Indeed, he started well- within a week of taking power Labour had transferred control of interest rates to the Bank of England, and within a year of taking power we had Scottish and Welsh assemblies, in accordance with the will of the people in those areas. But then all his vast political and moral capital petered out into feel-good intiatives and spin, spin spin. Yes, he increased funding to the public sector by 50%- but he also saddled those same public services with the ruinous Private Finance Initative, meaning that the NHS is now in the ludicrous position of having the biggest budget in its history- while also having hospitals closing due to debt. A focus on targets, hospital “management” (for which read bean-counting) and headline-chasing also wasted massive amounts of money, even though they achieved some (mostly incidental) benefits, such as a reduction in waiting lists.

With his second electoral victory, it seemed that Blair might leave a reasonable legacy yet- the country needed a real decision on European integration, either yea or nay, it needed focus on the overburdened home office to fight some of the highest crime rates in the developed world, and it needed more and better-thought-out investment in public services. What it got was a constant refusal to say whether we would have a Euro referendum, illiberal anti-terrorism laws, university tuition fees and, the crowning cherry on the turd, the Iraq war.

Then came the third term, which already looks wasted, with less than half of it gone. Wasted, in fairness, not due to Blair’s present decisions, but his past ones, as he finds that his goverment cannot avoid the dirty remains of the Iraq war, constant infighting due to his refusal to step down, and a steady breakdown of the very public services he claims to be trying to make his “legacy”. Add to that the constant, disgusting, wearying parade of lies- the claim, for example, that the 7/7 attacks, which, in my opinion, that of much of the intelligence community and of the bombers themselves, would not have happened without the Iraq war- were not the result of Blair’s foreign policy. And now we have both a worsening situation in Afghanistan, where more British soldiers have been killed in the past 18 months than in the four years before that, and the government’s reaction to Lebanon.

That turned a bit… ranty, so let me just say: I think that history will judge Blair as, fundamentally, a reasonable Prime Minister, one who did more or less the right things, but in the wrong way (with the exception of Iraq, which, in fairness, isn’t nearly as big a deal in the UK as in the US, simply due to a much lower bodycount and fewer- as yet- revelations of monumental cockups or abuses on the part of the British). But he had it in him to be a great one. He had the seats, he had the seats, he had the votes, and he had the money, too. He could have been a figure like Gladstone, Churchill or Lloyd George- instead he ended up being a Major or Wilson.

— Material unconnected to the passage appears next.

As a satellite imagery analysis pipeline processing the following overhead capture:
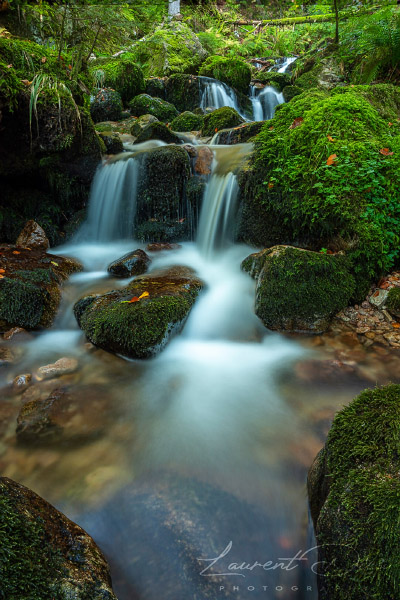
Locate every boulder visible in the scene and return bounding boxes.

*I realise these are not necessarily going to sound like good ideas to some readers of the SDMB, but bear with me…

Well put. I believe history will judge him much more harshly though, on the basis of him lying us into a war of Bush’s choice and then sitting for the most incompetent military occupation since, well the dinosaurs became extinct.

He will go down as a fool of Eden proportions. The Fool of a malicious, ignorant clown.

And I do think Iraq has poisoned the well of trust. The public might not make it the number 1 concern but it underpins all the cynicism and distrust. We all know we were lied to deliberately and we no longer believe a word the Govt says about anything.

I find myself in the position I was in 1979 when no-one could seriously consider voting for the clapped out Callaghan Govt out of anything other than diehard loyalty. Like voting conservative in 1997.

Brown will be the Callaghan of this century. An unelected PM with no hope at all of ever being PM because the nation has no trust in his party. And for very good reasons.